Furthermore, at the lower intensity case (≤10¹⁶ W cm⁻²), self-focusing does not occur because the power could barely reach the critical power of relativistic self-focusing (P_cr). However, the measured data from femtosecond interferometry shows that electron plasma density $n_e \approx 3 \times 10^{19}$ W cm⁻² of the scale length ≈ 100 μm, can be produced on the front surface of the irradiated target, 100 ps before the maximum laser power (Ref.

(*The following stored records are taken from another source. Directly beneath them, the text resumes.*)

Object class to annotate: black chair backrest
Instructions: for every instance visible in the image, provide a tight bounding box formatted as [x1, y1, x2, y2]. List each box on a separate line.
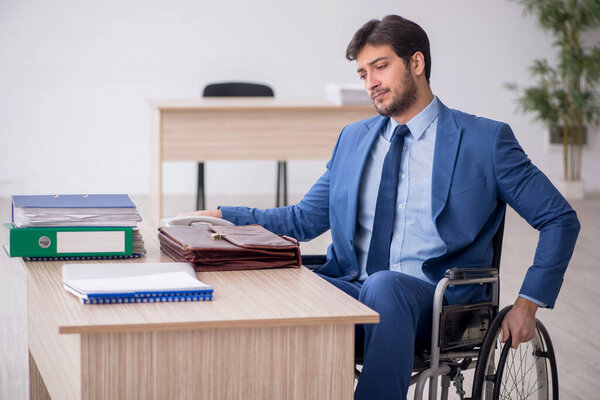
[203, 82, 274, 97]
[491, 211, 506, 272]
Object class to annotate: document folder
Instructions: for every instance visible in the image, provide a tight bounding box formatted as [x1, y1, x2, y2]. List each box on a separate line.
[12, 194, 135, 209]
[11, 194, 141, 227]
[7, 224, 133, 258]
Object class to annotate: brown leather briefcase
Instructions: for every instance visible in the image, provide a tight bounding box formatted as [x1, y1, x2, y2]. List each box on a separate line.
[158, 224, 302, 271]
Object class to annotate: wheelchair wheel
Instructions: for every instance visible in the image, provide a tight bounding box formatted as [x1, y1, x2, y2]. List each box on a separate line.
[472, 305, 558, 399]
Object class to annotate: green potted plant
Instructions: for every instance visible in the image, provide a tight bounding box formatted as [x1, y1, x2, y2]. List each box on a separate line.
[506, 0, 600, 199]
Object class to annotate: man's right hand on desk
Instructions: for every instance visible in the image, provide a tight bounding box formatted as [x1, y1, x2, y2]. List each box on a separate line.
[177, 209, 222, 218]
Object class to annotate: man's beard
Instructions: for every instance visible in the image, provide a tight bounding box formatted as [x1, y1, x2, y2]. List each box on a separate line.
[372, 71, 418, 117]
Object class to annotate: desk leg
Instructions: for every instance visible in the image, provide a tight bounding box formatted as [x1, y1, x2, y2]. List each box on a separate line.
[29, 351, 52, 400]
[276, 161, 288, 207]
[150, 107, 163, 226]
[196, 162, 205, 210]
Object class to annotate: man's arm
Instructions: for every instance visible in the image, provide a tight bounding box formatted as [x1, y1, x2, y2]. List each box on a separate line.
[217, 167, 332, 241]
[493, 123, 580, 347]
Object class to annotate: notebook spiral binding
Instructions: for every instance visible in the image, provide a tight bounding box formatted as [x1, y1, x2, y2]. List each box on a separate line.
[24, 253, 143, 262]
[83, 294, 213, 304]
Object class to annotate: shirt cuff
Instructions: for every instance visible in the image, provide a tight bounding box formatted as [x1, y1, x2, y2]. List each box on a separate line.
[518, 294, 547, 308]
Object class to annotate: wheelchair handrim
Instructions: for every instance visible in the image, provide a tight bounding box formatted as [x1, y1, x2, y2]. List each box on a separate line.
[481, 326, 553, 399]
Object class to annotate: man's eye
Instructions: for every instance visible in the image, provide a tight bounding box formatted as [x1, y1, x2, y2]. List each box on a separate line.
[376, 64, 386, 70]
[359, 74, 366, 80]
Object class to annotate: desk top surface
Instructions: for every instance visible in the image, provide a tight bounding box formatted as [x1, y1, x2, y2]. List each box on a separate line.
[149, 98, 375, 111]
[16, 225, 378, 335]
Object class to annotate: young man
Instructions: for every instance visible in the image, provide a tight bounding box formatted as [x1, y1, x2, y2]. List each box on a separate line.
[183, 15, 580, 399]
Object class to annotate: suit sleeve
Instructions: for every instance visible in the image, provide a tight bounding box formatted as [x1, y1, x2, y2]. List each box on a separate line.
[219, 130, 345, 241]
[493, 123, 580, 308]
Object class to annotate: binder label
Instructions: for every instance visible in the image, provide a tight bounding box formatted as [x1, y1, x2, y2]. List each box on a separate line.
[57, 231, 126, 253]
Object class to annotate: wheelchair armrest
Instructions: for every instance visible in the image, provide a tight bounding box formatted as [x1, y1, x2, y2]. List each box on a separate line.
[444, 267, 498, 281]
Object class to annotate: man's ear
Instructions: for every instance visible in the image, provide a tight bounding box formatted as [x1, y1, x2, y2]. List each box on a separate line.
[411, 52, 426, 78]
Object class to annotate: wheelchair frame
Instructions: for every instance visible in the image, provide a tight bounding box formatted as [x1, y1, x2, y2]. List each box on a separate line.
[408, 265, 558, 400]
[414, 266, 499, 399]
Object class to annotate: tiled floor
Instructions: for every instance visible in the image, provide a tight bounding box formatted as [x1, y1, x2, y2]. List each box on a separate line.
[1, 194, 598, 399]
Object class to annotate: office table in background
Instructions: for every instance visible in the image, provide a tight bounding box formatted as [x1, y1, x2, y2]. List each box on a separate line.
[17, 225, 379, 400]
[149, 98, 375, 225]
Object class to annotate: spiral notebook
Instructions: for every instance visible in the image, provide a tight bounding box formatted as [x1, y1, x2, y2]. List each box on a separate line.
[62, 262, 213, 304]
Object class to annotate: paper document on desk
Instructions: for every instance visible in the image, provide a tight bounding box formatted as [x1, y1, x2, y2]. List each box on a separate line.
[326, 83, 372, 105]
[11, 194, 141, 227]
[62, 262, 213, 304]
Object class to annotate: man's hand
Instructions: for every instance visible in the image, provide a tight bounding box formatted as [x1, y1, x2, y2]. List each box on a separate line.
[177, 209, 222, 218]
[501, 297, 538, 349]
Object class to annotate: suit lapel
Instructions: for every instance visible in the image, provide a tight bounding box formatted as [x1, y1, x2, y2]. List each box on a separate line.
[431, 100, 461, 221]
[347, 116, 388, 238]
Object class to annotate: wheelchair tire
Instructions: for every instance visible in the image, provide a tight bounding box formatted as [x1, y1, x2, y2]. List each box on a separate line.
[471, 305, 558, 399]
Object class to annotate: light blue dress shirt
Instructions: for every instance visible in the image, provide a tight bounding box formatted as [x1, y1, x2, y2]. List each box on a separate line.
[356, 97, 445, 282]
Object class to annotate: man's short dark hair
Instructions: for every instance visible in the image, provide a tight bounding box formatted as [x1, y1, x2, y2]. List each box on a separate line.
[346, 15, 431, 84]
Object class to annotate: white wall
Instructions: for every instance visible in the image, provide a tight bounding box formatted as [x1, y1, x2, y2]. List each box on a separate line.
[1, 0, 598, 200]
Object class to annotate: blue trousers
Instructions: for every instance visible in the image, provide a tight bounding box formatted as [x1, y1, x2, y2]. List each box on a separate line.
[317, 271, 437, 400]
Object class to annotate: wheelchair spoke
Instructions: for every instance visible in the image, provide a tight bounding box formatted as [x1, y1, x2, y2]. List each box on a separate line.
[496, 338, 549, 399]
[502, 346, 525, 397]
[511, 343, 532, 396]
[473, 307, 557, 400]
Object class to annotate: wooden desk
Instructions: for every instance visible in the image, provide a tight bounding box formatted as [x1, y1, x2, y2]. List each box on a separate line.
[19, 226, 378, 400]
[149, 98, 375, 225]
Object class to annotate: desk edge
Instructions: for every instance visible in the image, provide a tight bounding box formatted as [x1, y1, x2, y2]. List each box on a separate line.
[58, 314, 380, 335]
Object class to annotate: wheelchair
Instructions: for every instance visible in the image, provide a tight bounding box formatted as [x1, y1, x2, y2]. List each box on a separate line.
[400, 268, 559, 400]
[303, 214, 559, 399]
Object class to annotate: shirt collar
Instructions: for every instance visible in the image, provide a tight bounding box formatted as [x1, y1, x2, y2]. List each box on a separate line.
[388, 96, 439, 141]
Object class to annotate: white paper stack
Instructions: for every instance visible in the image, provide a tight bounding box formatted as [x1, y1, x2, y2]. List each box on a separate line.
[11, 194, 142, 228]
[326, 83, 372, 106]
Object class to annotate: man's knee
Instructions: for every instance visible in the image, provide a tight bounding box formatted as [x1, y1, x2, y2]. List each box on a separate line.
[361, 269, 424, 291]
[360, 270, 398, 296]
[359, 271, 421, 307]
[359, 271, 435, 326]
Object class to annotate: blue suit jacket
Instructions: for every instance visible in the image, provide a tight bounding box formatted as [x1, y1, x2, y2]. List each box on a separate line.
[222, 99, 580, 308]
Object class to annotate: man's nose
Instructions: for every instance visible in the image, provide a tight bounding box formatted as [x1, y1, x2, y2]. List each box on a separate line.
[366, 76, 380, 92]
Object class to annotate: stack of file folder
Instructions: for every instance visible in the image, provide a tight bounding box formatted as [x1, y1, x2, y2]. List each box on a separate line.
[5, 194, 146, 260]
[63, 262, 213, 304]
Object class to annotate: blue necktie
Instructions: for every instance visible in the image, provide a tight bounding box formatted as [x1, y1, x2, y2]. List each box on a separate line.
[366, 124, 410, 276]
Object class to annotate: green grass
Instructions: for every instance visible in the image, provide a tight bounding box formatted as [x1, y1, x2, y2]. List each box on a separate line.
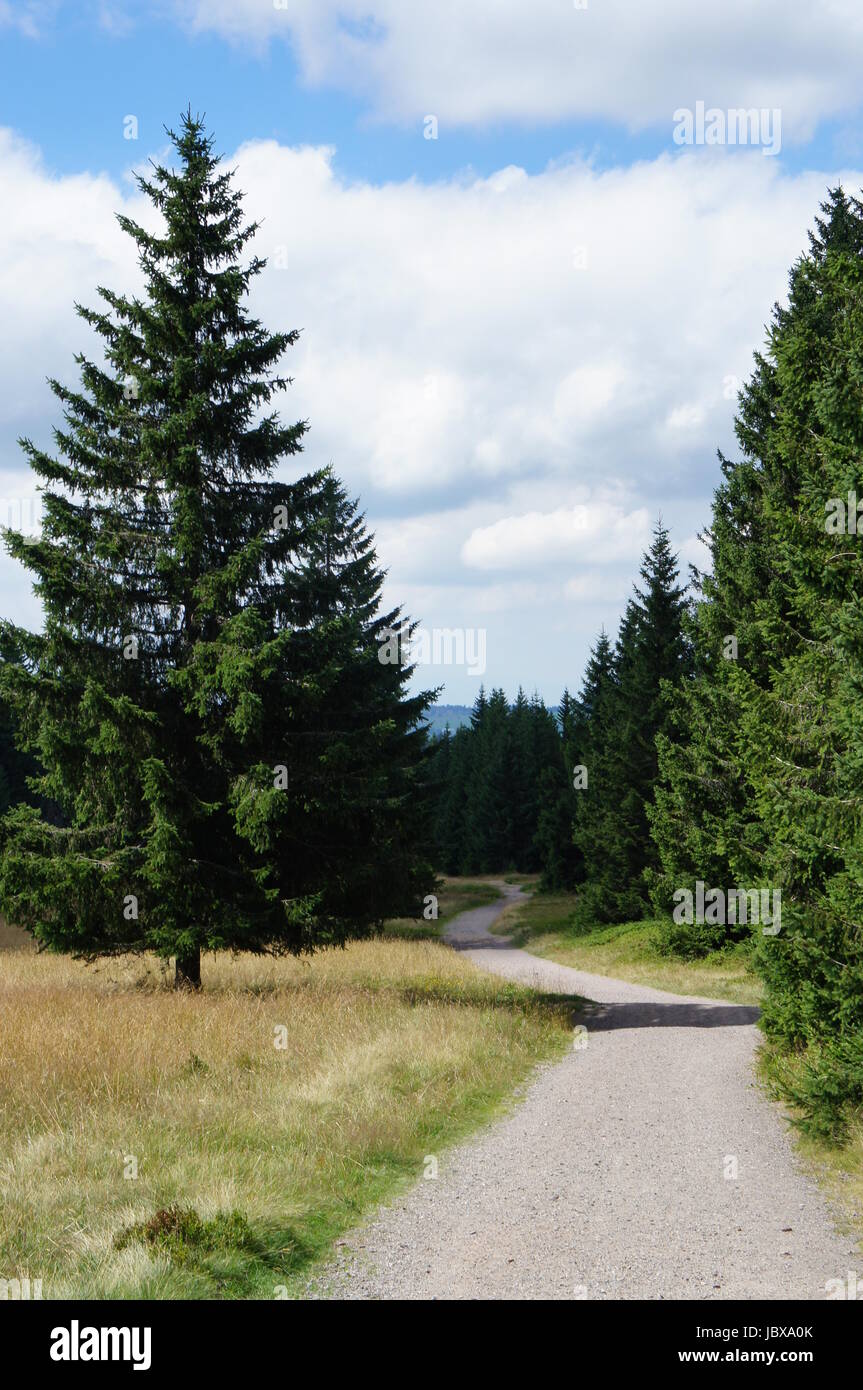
[497, 889, 762, 1005]
[379, 878, 504, 940]
[759, 1040, 863, 1252]
[0, 930, 573, 1300]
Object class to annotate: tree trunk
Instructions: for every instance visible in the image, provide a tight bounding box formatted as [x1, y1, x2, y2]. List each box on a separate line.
[175, 947, 202, 990]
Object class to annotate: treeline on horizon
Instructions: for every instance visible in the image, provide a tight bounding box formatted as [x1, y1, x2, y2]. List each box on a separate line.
[430, 187, 863, 1142]
[428, 519, 687, 921]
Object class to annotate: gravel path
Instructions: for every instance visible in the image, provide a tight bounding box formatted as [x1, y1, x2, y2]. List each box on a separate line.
[313, 884, 858, 1300]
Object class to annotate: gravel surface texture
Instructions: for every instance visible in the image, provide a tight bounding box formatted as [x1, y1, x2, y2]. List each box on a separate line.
[311, 883, 857, 1300]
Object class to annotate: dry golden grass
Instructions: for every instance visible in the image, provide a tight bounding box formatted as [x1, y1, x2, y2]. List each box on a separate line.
[0, 917, 30, 950]
[0, 934, 571, 1299]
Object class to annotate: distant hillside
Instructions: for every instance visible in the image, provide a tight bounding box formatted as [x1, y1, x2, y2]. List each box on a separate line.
[424, 704, 472, 737]
[424, 702, 561, 737]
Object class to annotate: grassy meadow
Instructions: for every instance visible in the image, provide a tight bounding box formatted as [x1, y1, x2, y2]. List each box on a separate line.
[0, 887, 573, 1300]
[379, 877, 503, 940]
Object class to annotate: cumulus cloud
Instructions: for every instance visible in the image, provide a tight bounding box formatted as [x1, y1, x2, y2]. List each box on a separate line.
[229, 139, 832, 516]
[0, 127, 855, 694]
[173, 0, 863, 138]
[461, 504, 651, 572]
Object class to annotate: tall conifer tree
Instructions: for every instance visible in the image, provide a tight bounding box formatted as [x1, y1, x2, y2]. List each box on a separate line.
[0, 113, 434, 985]
[649, 188, 863, 1134]
[575, 526, 689, 925]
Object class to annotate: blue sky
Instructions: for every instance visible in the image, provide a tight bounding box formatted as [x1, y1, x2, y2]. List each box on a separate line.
[3, 4, 863, 183]
[3, 0, 863, 701]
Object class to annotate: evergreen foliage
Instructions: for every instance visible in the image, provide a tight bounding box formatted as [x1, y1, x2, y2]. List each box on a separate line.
[428, 687, 566, 878]
[0, 695, 30, 816]
[0, 114, 435, 986]
[649, 188, 863, 1136]
[429, 524, 690, 906]
[3, 119, 861, 1138]
[573, 524, 691, 927]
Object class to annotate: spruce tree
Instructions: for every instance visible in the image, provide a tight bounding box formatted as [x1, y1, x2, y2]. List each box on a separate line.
[570, 629, 619, 921]
[533, 759, 578, 889]
[428, 724, 451, 863]
[575, 526, 690, 926]
[0, 113, 434, 986]
[0, 693, 29, 815]
[739, 190, 863, 1126]
[507, 688, 535, 868]
[557, 688, 577, 752]
[433, 725, 473, 874]
[470, 688, 512, 871]
[648, 187, 863, 1134]
[532, 693, 578, 889]
[649, 187, 863, 947]
[429, 687, 569, 878]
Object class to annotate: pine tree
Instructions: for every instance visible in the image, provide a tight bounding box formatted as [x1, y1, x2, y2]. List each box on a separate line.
[648, 187, 863, 1135]
[740, 190, 863, 1127]
[575, 527, 690, 926]
[0, 113, 434, 986]
[649, 187, 863, 945]
[569, 629, 618, 919]
[532, 692, 578, 889]
[470, 688, 512, 871]
[0, 692, 29, 814]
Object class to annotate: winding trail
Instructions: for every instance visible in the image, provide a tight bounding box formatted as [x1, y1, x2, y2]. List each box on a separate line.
[317, 883, 857, 1300]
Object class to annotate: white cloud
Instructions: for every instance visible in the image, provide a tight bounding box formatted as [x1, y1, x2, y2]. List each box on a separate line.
[174, 0, 863, 137]
[461, 504, 651, 572]
[0, 129, 146, 426]
[229, 141, 831, 512]
[667, 402, 707, 431]
[552, 365, 626, 437]
[0, 1, 51, 39]
[563, 572, 630, 604]
[679, 532, 712, 576]
[0, 127, 855, 695]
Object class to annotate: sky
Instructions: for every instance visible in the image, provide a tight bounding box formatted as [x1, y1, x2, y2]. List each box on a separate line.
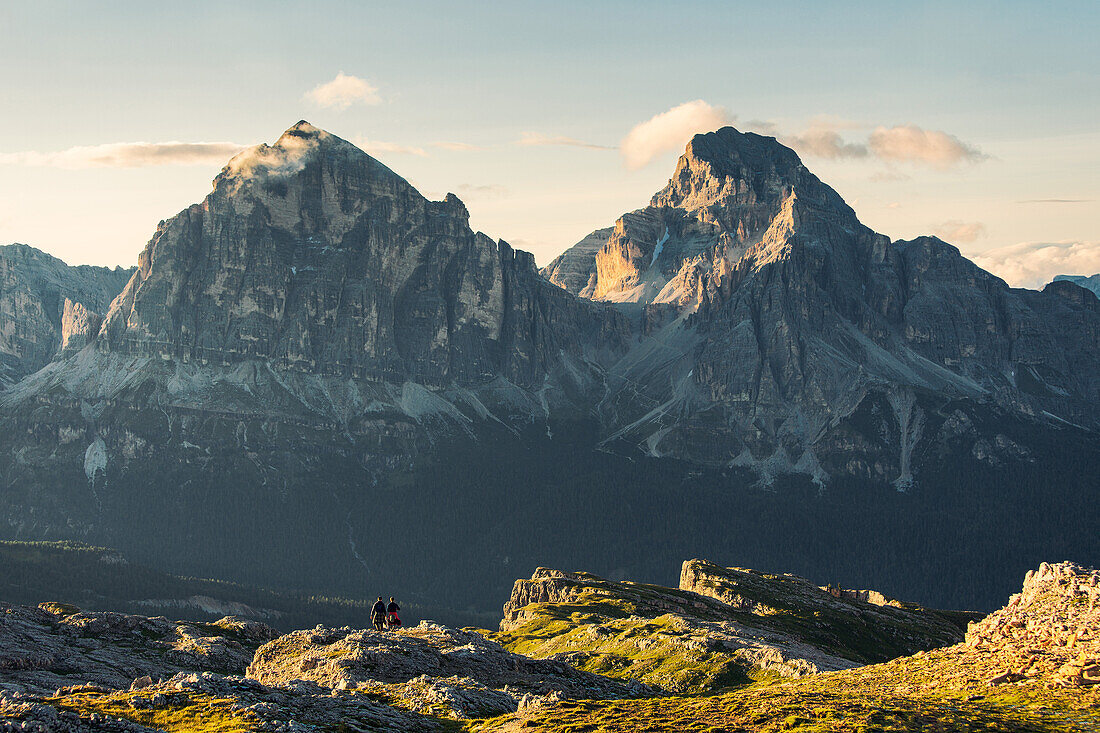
[0, 1, 1097, 288]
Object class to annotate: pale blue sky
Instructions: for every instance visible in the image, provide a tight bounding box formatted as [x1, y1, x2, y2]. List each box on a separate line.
[1, 1, 1097, 286]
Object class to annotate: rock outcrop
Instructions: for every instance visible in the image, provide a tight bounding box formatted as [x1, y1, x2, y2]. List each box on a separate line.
[966, 561, 1099, 688]
[0, 602, 276, 696]
[0, 244, 132, 388]
[495, 561, 972, 692]
[58, 299, 103, 356]
[2, 562, 1096, 732]
[480, 562, 1100, 733]
[248, 621, 646, 719]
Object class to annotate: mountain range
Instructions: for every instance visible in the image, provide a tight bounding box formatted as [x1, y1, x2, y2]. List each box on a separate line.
[0, 121, 1097, 620]
[1054, 273, 1100, 298]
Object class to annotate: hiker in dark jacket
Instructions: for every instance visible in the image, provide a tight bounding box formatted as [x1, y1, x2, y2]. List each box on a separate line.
[371, 597, 387, 631]
[386, 597, 401, 629]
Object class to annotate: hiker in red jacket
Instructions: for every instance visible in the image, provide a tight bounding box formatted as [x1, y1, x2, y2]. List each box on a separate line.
[386, 597, 401, 629]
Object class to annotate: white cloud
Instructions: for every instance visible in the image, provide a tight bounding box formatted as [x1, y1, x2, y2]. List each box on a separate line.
[620, 100, 735, 169]
[868, 125, 985, 169]
[933, 220, 986, 243]
[784, 128, 868, 159]
[351, 137, 427, 157]
[305, 73, 381, 110]
[0, 141, 246, 169]
[969, 240, 1100, 289]
[515, 132, 613, 150]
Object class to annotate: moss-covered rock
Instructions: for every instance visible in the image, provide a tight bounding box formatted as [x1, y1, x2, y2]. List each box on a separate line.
[494, 561, 973, 693]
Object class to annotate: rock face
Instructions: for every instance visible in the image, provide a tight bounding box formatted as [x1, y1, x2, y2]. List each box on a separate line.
[541, 226, 611, 298]
[0, 245, 133, 388]
[495, 561, 972, 692]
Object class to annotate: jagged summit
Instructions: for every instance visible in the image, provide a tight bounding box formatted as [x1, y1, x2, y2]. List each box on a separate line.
[9, 120, 625, 394]
[216, 120, 419, 207]
[653, 126, 855, 234]
[544, 126, 864, 306]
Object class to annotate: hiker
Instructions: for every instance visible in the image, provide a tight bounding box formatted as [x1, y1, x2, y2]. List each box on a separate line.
[371, 596, 387, 631]
[386, 597, 401, 629]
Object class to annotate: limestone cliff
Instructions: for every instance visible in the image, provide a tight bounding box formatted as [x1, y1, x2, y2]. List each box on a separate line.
[0, 244, 132, 387]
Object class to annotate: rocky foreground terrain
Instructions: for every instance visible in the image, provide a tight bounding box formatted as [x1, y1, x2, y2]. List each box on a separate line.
[1, 560, 1097, 731]
[482, 561, 1100, 732]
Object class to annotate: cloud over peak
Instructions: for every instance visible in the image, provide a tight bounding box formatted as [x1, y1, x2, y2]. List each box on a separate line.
[620, 100, 735, 169]
[305, 73, 381, 110]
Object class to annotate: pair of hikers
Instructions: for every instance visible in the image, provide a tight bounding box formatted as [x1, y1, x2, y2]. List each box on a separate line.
[371, 596, 400, 631]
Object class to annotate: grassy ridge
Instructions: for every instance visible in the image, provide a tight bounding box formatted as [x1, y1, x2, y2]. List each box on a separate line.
[473, 645, 1100, 732]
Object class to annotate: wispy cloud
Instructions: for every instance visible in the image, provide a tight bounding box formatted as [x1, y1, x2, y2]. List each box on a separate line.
[933, 220, 986, 243]
[1017, 198, 1093, 204]
[0, 141, 246, 169]
[620, 100, 735, 169]
[456, 183, 508, 197]
[868, 125, 986, 169]
[351, 137, 427, 157]
[515, 132, 614, 150]
[779, 120, 984, 171]
[305, 72, 381, 110]
[743, 119, 779, 135]
[970, 240, 1100, 289]
[783, 128, 868, 159]
[432, 141, 485, 151]
[870, 170, 910, 182]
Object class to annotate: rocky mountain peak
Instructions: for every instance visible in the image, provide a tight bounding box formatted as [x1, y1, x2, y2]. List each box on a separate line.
[646, 126, 853, 234]
[650, 126, 854, 237]
[213, 120, 424, 227]
[84, 121, 627, 388]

Reference Pisarczyk, Kalal, Gus’kov, Batani, Renner, Santos, Dudzak, Zaras-Szydłowska, Chodukowski, Rusiniak, Dostal, Krasa, Krupka, Kochetkov, Singh, Cikhardt, Burian, Krus, Pfeifer, Cristoforetti, Gizzi, Baffigi, Antonelli, Demchenko, Rosinski, Terwinska, Borodziuk, Kubes, Ehret, Juha, Skala and Korneev23). For the laser wavelength 1.315 μm, the required $P_{cr} \approx$ 0.45 TW is less than the 1.5 TW used in this experiment which implies that for laser energy $\ge250$ J and intensity $\ge8 \times 10^{15}$ W cm⁻², the possibility of self-focusing cannot be ignored along with other nonlinear effects (Ref. Reference Singh, Krupka, Istokskaia, Krasa, Giuffrida, Dudzak, Dostal, Burian, Versaci, Margarone, Pisarczyk, Krus and Juha24). In the given experimental scenarios, plasma density must be sufficiently thick to allow the creation of a self-focusing channel and the threshold intensity for both the ponderomotive and relativistic filamentation which is reachable during the LPI. Moreover, the nonlinear characteristic in the profile of conversion efficiency can be seen at energy threshold ∼250 J (see Figure 11) which is in closer agreement with our analogy and hypothesis. Figure 11 clearly shows that the relativistic self-focusing is not emerging significantly for laser energies ≤250 J, however; for given laser and plasma parameters, it can occur at higher laser energies (≥250 J).